Chirac and Kerchache, tribute to the unknown artist

by time news

2023-08-25 09:00:07
Find all the episodes of the series “A president, an artist” here.

It is unlike any of its predecessors or its successors. No name in literature, painting or theater is associated with his reign. For a long time he was considered a badass, a friend of the hustlers, a king of dirty tricks. Jacques Chirac let people say. He was going far, very far, connected to the signs fashioned by man since the dawn of time. In this enigmatic world of primitive arts, there is no bourgeois complicity around creation, no conventional conversation. This secret passion for forever anonymous artists, dear to Apollinaire, ended up being exposed in broad daylight, favored by a meeting.

Mauritius, 1992. The mayor of Paris, immersed in a book on prehistory, in a swimsuit on the edge of the lagoon, does not want to be disturbed.

A “tourist”, convinced that he had seen his book, co-written with two academics, Jean-Louis Paudrat and Lucien Stéphan, in the monumental office of the Town Hall, insisted on introducing himself. The picture of Paris Match attests to this: this sum, African Artpublished in 1988 by Citadelles and Mazenod, is indeed Jacques Kerchache! ” It’s you ? ! » Every evening, they dine together, in front of a resigned Bernadette who has already had her fill of digressions on art in the Ming dynasty. The story will last well beyond the death of the tireless promoter of primitive arts, in 2001, at the age of 59.
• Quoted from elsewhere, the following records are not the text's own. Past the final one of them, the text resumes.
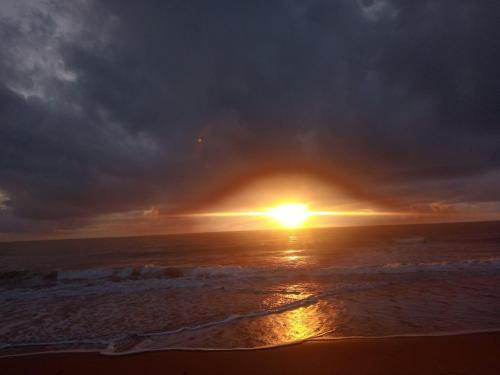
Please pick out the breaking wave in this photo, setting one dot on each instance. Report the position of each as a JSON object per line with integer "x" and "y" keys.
{"x": 23, "y": 278}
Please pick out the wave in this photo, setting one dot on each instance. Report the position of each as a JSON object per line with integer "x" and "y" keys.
{"x": 124, "y": 344}
{"x": 25, "y": 278}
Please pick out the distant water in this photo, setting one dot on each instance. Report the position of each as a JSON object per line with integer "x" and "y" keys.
{"x": 248, "y": 289}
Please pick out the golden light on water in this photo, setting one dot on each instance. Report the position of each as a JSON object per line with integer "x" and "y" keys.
{"x": 289, "y": 215}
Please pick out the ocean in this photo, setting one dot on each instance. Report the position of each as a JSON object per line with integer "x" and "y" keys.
{"x": 246, "y": 290}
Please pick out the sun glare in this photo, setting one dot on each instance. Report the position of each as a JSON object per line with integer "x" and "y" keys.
{"x": 290, "y": 215}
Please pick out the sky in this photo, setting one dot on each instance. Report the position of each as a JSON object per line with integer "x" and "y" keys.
{"x": 116, "y": 115}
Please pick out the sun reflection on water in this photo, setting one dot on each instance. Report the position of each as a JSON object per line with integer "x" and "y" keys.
{"x": 301, "y": 323}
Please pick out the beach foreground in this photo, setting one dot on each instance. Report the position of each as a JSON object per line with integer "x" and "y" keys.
{"x": 460, "y": 354}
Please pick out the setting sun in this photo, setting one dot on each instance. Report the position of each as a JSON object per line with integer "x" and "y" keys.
{"x": 290, "y": 215}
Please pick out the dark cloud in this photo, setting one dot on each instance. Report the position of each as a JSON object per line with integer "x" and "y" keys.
{"x": 101, "y": 103}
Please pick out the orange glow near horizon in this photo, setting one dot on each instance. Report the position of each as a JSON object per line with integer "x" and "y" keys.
{"x": 289, "y": 215}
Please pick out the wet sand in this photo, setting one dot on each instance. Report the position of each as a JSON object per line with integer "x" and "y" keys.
{"x": 462, "y": 354}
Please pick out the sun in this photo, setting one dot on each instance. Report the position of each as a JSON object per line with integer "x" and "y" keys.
{"x": 290, "y": 215}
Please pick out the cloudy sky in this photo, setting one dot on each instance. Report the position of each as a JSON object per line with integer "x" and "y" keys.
{"x": 115, "y": 114}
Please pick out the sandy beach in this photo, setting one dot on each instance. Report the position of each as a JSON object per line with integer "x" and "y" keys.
{"x": 461, "y": 354}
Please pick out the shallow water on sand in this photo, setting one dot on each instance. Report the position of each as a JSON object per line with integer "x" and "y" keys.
{"x": 247, "y": 289}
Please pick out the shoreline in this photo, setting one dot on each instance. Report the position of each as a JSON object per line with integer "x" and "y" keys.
{"x": 324, "y": 338}
{"x": 470, "y": 353}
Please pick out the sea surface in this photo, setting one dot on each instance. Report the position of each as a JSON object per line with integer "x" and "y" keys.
{"x": 244, "y": 290}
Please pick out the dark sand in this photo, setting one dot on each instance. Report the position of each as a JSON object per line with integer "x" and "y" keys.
{"x": 462, "y": 354}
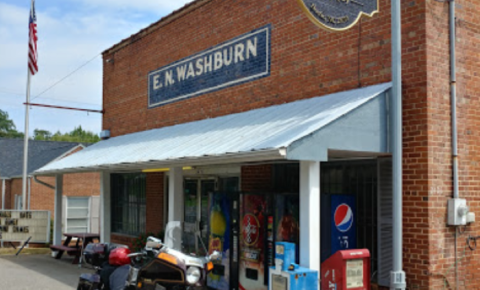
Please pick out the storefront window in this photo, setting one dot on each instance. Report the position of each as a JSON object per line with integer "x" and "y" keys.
{"x": 128, "y": 203}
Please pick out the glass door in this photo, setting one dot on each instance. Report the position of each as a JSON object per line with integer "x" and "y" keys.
{"x": 196, "y": 213}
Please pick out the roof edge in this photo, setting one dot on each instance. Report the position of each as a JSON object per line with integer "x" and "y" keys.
{"x": 227, "y": 158}
{"x": 176, "y": 14}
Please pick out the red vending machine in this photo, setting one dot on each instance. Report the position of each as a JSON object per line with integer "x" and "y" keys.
{"x": 348, "y": 269}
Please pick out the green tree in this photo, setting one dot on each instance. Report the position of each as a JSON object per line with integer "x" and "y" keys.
{"x": 76, "y": 135}
{"x": 7, "y": 127}
{"x": 39, "y": 134}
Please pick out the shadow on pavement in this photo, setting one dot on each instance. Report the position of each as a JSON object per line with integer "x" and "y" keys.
{"x": 43, "y": 270}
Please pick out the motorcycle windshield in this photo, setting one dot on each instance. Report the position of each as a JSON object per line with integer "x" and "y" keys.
{"x": 185, "y": 239}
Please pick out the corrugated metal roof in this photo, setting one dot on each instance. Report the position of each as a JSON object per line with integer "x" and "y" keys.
{"x": 267, "y": 130}
{"x": 40, "y": 153}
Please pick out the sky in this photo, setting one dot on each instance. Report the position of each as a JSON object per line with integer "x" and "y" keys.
{"x": 72, "y": 34}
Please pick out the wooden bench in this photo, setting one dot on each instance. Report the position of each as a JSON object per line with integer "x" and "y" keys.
{"x": 76, "y": 251}
{"x": 71, "y": 251}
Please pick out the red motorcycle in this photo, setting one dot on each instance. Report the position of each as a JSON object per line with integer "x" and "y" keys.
{"x": 157, "y": 267}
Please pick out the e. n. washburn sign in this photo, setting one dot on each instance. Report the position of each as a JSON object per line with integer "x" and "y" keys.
{"x": 242, "y": 59}
{"x": 338, "y": 15}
Who is Kerchache? An adventurer who crossed Spanish Guinea on foot and by canoe, then the Congo, in search of masterpieces of Fang, Bakota, Bakwele, Punu statuary? A great expert? A learned collector? An original organizer of exhibitions? The merchant as cunning as he is feared, “capable of selling at a very high price, like Mademoiselle Chanel”, what does the expert in African art Pierre Amrouche describe? No doubt, but also the tireless militant of a museum of primitive arts, whose magazine Rolling Stone published, in January 1990, the famous manifesto “so that the masterpieces of the whole world are born free and equal”.

Attracted elsewhere

Artists, poets, philosophers (Arman, Yves Bonnefoy, Michel Leiris…) sign this petition from Kerchache asking the Louvre to dedicate a space to what is still called “primitive art”, “ethnographic arts” or “tribal arts”. The absence of a recognized term for these “distant arts” says a lot about the debates that agitate the scientific community, the small world of curators, that of gallery owners and, implicitly, about the reluctance of the largest museum in the world. François Mitterrand and Jack Lang will not move a finger, even when Release, three months later, will publish the petition, enriched with a host of prestigious names. In December 1969, Kerchache had already written to Georges and Claude Pompidou, clients of his gallery in the rue de Seine, to implore them to add to the future Beaubourg “a museum of primitive art which Paris and France badly need”. He argues with as much ardor as his famous predecessor: Apollinaire, collector, argued in 1909 that the“negro art” was to enter the Louvre.